I understand there are other ways to achieve this result, but from my limited, beginner perspective it seemed like XORing a clock against a division of the clock (in this case from the same module!) would be the simplest way of generating offbeats.
I think this is a subtlety of overlapping gates. The divided clock has a twice as long gate and the edge of it just overlaps the rising edge of the main clock 2nd beat. Clocked has gate length control, set the divided gate to 0.25 (the size of the original clock gate) or very close and it should give a proper “off- beat” clock effect.
I take it back, using a logic after 2 outputs of Clocked is puzzling, I did the same thru count modula’s Clock Divider and it works like it should with no adjustments at all, something is odd about the Clocked outputs into logic.
Cheers for the suggestion, I did try playing with the pulse width from Clocked again as you suggested but couldn’t achieve proper triggering from the gate. Did you set the pulse width on Clocked as its minimum possible setting, or something else? Did you set the 1x and /2 clocks to different PW values to achieve perfect overlap? It seems strange that it works perfectly on your end. As mentioned above I did get proper triggering but only when running Clocked through a different divider module.
Thank you for uploading your patch. I had a look and it is indeed triggering properly, but only when Clocked is at 120bpm (or 60, or 240). It seems any bpm other than a multiple of 60 brings back the false triggers from the XOR. When using a separate clock divider, the triggers are perfect at any bpm. Very strange behaviour, it would be great to understand what’s going on here!
Hi Omri and friends, I believe the problem comes from the fact that in Clocked, the pulse width is normally a percentage of the clock period (with a hard minimum enforced so that no pulse width can be less than 1ms).
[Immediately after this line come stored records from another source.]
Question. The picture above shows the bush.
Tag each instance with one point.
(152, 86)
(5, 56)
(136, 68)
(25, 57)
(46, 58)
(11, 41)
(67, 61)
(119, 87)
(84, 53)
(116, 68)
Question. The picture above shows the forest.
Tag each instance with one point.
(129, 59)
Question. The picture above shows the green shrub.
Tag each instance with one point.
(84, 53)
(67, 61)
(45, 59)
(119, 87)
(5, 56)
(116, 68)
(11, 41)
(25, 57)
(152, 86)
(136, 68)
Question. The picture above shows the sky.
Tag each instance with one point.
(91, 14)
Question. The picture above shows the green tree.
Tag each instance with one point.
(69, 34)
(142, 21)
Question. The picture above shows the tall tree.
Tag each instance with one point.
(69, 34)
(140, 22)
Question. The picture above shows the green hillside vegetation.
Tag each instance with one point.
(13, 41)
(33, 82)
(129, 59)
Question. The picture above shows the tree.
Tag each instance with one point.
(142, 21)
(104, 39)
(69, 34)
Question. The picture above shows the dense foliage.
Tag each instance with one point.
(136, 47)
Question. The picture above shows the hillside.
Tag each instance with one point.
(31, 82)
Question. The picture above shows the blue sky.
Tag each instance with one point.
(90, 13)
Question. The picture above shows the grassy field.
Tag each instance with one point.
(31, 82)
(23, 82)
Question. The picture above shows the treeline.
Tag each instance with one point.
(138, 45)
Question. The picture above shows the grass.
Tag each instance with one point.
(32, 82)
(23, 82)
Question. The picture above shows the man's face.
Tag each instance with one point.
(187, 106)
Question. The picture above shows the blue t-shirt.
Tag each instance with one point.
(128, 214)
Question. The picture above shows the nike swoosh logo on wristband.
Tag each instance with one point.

So this means that when both PWs are at 1 (minimum value), the pulses produced by two outputs with different divisions will often be of different durations, and thus xoring them will not produce the reliable pulses wanted in that patching scenario.
In regards to using external clock dividers, I didn’t try this, but there could be subtle differences that also happen to fix the issue, in the fact that using an external divider introduces more cable latency, whereas in CLOCKED, the clocks are calculated internally and are sample perfect, meaning that when a /2 clock output should rise at the same beat as a x1 clock output, they will rise on exactly the same sample.
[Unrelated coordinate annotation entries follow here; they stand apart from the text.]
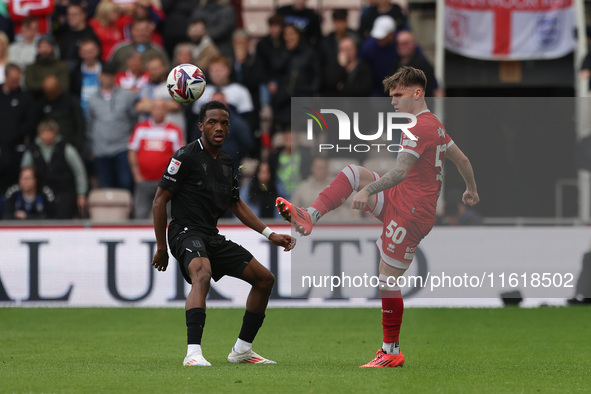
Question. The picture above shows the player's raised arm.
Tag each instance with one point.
(247, 216)
(461, 161)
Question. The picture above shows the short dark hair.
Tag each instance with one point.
(48, 124)
(212, 105)
(340, 14)
(276, 19)
(11, 67)
(406, 76)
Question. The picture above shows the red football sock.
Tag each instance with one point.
(335, 194)
(392, 309)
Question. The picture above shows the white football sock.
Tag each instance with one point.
(391, 348)
(194, 349)
(242, 346)
(314, 214)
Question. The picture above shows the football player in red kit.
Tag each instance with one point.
(404, 199)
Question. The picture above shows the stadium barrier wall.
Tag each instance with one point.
(110, 267)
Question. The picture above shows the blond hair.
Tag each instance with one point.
(103, 9)
(406, 76)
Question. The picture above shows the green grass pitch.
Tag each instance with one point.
(318, 350)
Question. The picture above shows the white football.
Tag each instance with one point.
(186, 83)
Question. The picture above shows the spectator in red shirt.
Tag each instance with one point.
(151, 145)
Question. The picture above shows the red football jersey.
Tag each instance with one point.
(416, 196)
(155, 144)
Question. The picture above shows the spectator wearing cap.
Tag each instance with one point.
(74, 33)
(104, 25)
(330, 43)
(24, 49)
(46, 64)
(220, 19)
(410, 55)
(157, 89)
(203, 49)
(380, 8)
(305, 19)
(379, 51)
(110, 120)
(141, 31)
(84, 80)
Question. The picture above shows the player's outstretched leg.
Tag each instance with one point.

I tried the patch with CLKD instead of CLOCKED, which has an option to produce triggers (since it has no PW control), and it does seem to work properly:
I will think about adding that option to CLOCKED, but in the mean time, for this specific case it might be best to use CLKD, and if a CLOCKED is also needed for some of its features, we can just chain a CLKD to run off of the CLOCKED. I think that in the original patch, it’s perhaps even an accident that it worked at all as intended!
Cheers, I appreciate the detailed response. I did initially consider the pulse width may be responsible but had ruled it out after sending the outputs to gate>trigger converters before the XOR but still experiencing the misfirings. I guess that might be introducing its own small timing discrepancies though?
Good to know I can just use CLKD for this. It was mainly worrying me because I am still wrapping my head around CVs and boolean logic and I thought I was misunderstanding something very basic about how they operate. The whole issue, especially learning about the inherent cable latency has made me think I should in general not rely too heavily on perfectly synchronous triggers (even though in this case they are possible) if there are other ways of achieving the same or similar results.